Okay, I think I understand that “join" in parJoinUnbounded means “joining”/awaiting each argument stream, so if one subscriber does not receive, no joining occurs, hence no passing past parJoinUnbounded. So, I guess - as in documentation - adding a Quit event - like the number 0 below - can be used to interruptWhen the subscribers:

for
  _ <- Stream.unit.repeat
  topic <- Stream.eval(Topic[IO, Int])
  start <- Stream.eval(Deferred[IO, Unit])
  stop <- Stream.eval(SignallingRef[IO, Boolean](false))
  _ <- List(
         for
           _ <- Stream.eval(start.get)
           _ <- (Stream.eval(IO { 1+gen.nextInt(10) }) ++ Stream.emit(0)).through(topic.publish)
         yield
           ()
       ,
         for
           n <- Stream.resource(topic.subscribeAwaitUnbounded <* Resource.eval(start.complete(()))).flatten.evalTap { case 0 => stop.set(true) case _ => IO.unit }.interruptWhen(stop)

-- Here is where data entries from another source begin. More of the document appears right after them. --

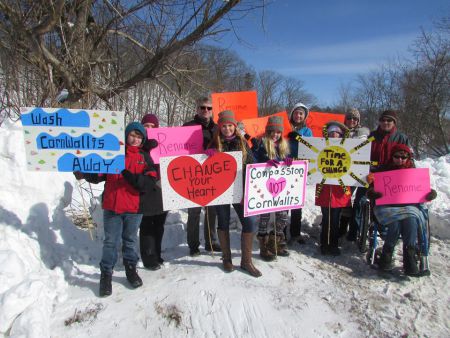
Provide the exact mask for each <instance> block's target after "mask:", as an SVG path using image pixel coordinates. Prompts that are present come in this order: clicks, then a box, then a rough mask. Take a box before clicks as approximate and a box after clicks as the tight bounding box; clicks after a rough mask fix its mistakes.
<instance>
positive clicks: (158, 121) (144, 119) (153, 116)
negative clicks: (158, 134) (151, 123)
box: [141, 114, 159, 128]
mask: <svg viewBox="0 0 450 338" xmlns="http://www.w3.org/2000/svg"><path fill="white" fill-rule="evenodd" d="M141 123H142V124H143V125H144V124H146V123H153V124H154V125H155V128H159V120H158V116H156V115H155V114H147V115H145V116H144V117H143V118H142V121H141Z"/></svg>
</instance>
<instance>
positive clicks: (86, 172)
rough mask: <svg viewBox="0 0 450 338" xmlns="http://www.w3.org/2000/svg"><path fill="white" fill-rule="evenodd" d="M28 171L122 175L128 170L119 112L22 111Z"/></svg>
mask: <svg viewBox="0 0 450 338" xmlns="http://www.w3.org/2000/svg"><path fill="white" fill-rule="evenodd" d="M21 112H22V116H21V120H22V125H23V132H24V140H25V150H26V156H27V164H28V170H31V171H68V172H73V171H81V172H84V173H111V174H117V173H120V172H121V171H122V170H123V169H124V168H125V155H124V154H125V140H124V138H125V133H124V123H123V121H124V114H123V112H119V111H102V110H83V109H79V110H77V109H65V108H39V107H37V108H21Z"/></svg>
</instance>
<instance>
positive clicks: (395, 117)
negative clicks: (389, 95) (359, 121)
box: [379, 110, 397, 124]
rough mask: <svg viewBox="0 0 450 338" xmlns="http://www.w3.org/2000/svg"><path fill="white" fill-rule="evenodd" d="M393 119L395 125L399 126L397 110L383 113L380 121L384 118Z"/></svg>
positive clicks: (380, 115)
mask: <svg viewBox="0 0 450 338" xmlns="http://www.w3.org/2000/svg"><path fill="white" fill-rule="evenodd" d="M385 117H386V118H391V119H393V120H394V123H395V124H397V113H396V112H395V110H385V111H384V112H382V113H381V115H380V118H379V121H381V120H382V119H383V118H385Z"/></svg>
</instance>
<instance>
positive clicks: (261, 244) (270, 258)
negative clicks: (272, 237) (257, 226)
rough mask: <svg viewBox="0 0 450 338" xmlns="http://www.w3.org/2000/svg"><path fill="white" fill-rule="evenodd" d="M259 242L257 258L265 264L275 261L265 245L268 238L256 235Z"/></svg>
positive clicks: (264, 235) (263, 235)
mask: <svg viewBox="0 0 450 338" xmlns="http://www.w3.org/2000/svg"><path fill="white" fill-rule="evenodd" d="M256 238H258V241H259V256H261V258H262V259H263V260H265V261H266V262H271V261H273V260H274V259H275V255H274V254H273V253H272V252H271V251H270V250H269V248H268V246H267V244H268V242H269V236H268V235H267V234H266V235H258V236H256Z"/></svg>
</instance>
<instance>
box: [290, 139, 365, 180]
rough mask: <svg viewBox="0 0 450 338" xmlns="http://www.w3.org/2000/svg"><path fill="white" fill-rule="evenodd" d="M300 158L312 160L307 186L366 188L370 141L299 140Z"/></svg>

           _ <- Stream.eval(IO.println(n))
         yield
           ()
       ,
         for
           n <- Stream.resource(topic.subscribeAwaitUnbounded <* Resource.eval(start.complete(()))).flatten.evalTap { case 0 => stop.set(true) case _ => IO.unit }.interruptWhen(stop)
           _ <- Stream.eval(IO.println(n-10))
         yield
           ()
       ).parJoinUnbounded
yield
  ()